The citizenship protests played out very differently. Like farmers this year, most protestors took pains to speak a Constitutional language. Protest spaces like Shaheen Bagh sprang up across the country. The tricolour was held up and the preamble to the Constitution read out. It did not matter.
The government and security agencies responded with violence, mass arrests, interrogations and conspiracy charges. In Delhi, the protests mostly ended with the communal violence in February, where over 50 people were killed, a majority of them Muslim. Shaheen Bagh held out a bit longer but was forced to wind up with the pandemic lockdown in March.
Citizens and subjects
The difference is determined by both the substance of the protests and the protestors. Farm laws may be up for discussion but the CAA is not. It is part of a longer civilisational battle to redefine secular India as a Hindu nation.
So far, the CAA has largely been a symbolic gesture – a year after passing the law, the government is yet to notify the rules and it is not clear how many people will be able to prove both religious identity and religious persecution in neighbouring countries to gain citizenship. But it is a nod to the annals of Hindutva, where India is a natural home for Hindus, a Hindu society which must close its ranks against the Muslim other.

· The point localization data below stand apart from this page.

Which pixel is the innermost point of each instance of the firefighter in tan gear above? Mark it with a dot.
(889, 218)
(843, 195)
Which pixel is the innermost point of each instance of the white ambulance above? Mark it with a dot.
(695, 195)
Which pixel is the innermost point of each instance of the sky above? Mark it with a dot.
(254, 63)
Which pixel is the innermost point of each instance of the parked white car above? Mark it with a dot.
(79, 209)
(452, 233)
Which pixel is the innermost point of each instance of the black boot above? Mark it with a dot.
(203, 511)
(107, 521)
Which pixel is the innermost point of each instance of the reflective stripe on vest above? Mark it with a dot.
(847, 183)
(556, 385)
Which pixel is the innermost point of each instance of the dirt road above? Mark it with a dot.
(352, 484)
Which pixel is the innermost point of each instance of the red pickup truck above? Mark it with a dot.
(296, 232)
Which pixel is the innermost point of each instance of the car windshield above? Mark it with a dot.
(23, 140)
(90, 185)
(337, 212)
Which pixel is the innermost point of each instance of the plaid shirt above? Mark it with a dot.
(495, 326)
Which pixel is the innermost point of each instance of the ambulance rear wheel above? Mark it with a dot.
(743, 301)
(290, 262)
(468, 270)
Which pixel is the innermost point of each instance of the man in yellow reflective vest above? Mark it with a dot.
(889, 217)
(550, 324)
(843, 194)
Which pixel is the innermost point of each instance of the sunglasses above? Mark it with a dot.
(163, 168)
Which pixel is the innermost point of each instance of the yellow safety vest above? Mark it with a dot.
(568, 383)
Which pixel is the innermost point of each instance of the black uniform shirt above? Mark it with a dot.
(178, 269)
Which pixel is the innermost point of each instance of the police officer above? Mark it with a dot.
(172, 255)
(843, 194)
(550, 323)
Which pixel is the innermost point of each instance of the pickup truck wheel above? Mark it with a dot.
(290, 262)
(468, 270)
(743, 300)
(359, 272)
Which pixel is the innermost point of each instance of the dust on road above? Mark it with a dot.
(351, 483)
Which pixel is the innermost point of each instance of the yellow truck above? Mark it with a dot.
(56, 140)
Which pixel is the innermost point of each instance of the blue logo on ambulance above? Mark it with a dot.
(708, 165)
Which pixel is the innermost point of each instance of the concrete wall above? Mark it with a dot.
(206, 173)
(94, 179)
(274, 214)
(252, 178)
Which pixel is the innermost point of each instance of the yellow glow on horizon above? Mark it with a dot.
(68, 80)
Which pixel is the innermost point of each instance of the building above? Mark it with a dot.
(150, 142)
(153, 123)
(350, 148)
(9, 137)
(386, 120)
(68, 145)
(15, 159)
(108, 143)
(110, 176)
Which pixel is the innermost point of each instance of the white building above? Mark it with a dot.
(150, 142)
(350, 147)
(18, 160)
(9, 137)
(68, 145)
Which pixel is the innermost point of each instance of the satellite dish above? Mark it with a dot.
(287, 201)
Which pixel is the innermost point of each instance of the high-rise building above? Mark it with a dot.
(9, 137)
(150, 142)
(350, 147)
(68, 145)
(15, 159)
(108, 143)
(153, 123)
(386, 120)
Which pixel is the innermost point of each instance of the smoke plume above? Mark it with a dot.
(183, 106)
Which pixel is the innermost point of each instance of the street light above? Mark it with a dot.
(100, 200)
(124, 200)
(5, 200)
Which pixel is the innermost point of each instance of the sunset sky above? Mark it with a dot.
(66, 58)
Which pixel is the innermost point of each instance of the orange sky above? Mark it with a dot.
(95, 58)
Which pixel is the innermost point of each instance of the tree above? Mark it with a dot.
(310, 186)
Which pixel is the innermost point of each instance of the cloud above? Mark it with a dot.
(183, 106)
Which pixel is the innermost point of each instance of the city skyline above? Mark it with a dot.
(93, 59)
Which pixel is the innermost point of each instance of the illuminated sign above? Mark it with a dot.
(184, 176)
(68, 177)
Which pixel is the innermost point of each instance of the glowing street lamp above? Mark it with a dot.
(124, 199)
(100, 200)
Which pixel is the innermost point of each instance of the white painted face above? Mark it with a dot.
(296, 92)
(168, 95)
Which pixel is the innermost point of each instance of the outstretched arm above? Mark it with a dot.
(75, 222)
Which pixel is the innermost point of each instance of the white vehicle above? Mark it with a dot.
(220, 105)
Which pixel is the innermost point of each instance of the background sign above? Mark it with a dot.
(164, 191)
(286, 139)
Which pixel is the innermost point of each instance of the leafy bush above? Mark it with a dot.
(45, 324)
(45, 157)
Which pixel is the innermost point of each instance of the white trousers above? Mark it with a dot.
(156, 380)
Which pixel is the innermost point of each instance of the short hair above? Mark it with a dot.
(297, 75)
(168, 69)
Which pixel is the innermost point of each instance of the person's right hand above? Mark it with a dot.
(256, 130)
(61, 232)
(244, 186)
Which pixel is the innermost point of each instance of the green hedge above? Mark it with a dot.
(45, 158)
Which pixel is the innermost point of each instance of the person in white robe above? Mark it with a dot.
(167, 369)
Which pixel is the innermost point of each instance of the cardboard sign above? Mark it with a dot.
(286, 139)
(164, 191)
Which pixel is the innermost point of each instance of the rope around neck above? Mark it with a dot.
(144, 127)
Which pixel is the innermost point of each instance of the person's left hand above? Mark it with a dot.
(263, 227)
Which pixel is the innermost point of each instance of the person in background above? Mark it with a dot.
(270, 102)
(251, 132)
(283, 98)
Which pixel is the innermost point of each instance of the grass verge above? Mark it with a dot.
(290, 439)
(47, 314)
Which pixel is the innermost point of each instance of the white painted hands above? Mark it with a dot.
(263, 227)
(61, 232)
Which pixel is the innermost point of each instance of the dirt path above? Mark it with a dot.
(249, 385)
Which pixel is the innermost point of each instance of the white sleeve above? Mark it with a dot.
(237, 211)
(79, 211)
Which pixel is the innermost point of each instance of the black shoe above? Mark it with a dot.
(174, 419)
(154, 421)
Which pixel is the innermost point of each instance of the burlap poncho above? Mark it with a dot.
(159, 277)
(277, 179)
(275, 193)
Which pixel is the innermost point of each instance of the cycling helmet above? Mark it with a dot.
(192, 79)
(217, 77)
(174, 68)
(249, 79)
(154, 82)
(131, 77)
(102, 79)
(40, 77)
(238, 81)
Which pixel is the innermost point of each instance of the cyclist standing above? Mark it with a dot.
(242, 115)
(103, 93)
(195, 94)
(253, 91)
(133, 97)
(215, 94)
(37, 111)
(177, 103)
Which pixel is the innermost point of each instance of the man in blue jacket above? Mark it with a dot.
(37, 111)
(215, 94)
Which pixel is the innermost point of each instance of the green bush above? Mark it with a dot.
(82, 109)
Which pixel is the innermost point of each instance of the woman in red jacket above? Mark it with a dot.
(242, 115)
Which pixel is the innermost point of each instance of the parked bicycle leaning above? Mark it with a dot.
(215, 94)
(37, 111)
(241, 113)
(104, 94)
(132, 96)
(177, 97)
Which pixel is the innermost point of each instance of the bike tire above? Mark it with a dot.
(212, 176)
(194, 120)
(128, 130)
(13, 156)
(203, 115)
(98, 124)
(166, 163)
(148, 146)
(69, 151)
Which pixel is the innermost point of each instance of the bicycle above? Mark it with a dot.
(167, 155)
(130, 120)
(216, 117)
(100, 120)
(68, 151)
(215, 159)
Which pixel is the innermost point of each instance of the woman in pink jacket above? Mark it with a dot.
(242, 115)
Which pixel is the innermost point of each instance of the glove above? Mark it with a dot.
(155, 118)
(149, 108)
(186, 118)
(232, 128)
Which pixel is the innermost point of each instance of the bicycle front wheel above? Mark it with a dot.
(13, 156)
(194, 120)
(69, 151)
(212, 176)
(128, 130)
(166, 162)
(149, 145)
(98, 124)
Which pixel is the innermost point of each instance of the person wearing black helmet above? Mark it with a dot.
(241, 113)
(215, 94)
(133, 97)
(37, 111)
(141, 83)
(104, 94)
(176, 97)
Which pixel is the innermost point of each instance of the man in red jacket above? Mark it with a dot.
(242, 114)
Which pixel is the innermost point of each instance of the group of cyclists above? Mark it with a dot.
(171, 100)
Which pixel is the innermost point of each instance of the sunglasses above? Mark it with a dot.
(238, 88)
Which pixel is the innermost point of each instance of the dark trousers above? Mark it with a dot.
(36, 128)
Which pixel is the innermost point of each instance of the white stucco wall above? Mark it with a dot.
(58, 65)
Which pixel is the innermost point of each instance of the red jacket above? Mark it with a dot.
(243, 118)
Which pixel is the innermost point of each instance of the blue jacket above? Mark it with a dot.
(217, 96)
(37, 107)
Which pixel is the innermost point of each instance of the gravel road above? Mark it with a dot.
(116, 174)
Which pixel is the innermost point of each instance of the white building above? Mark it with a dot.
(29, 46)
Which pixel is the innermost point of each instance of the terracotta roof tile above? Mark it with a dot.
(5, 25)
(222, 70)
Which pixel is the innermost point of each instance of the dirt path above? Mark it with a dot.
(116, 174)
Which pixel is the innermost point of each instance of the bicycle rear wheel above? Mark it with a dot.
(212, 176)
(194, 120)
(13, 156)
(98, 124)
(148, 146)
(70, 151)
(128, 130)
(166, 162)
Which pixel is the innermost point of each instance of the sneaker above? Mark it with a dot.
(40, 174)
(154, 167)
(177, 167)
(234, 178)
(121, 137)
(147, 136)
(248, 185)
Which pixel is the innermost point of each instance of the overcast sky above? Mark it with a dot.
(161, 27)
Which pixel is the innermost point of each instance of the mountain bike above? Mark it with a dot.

In doing so, the Centre signals that Muslims in India exist in a state of exception, where they may no longer take their rights as citizens for granted or make demands of their government. Even farmers gathering at the edge of the capital today recognise their “privilege” to protest. Sikh men carrying kirpans, or daggers, may be let into the arena of democratic protest, albeit with some reluctance. Muslim women braving the winter cold with their children may not.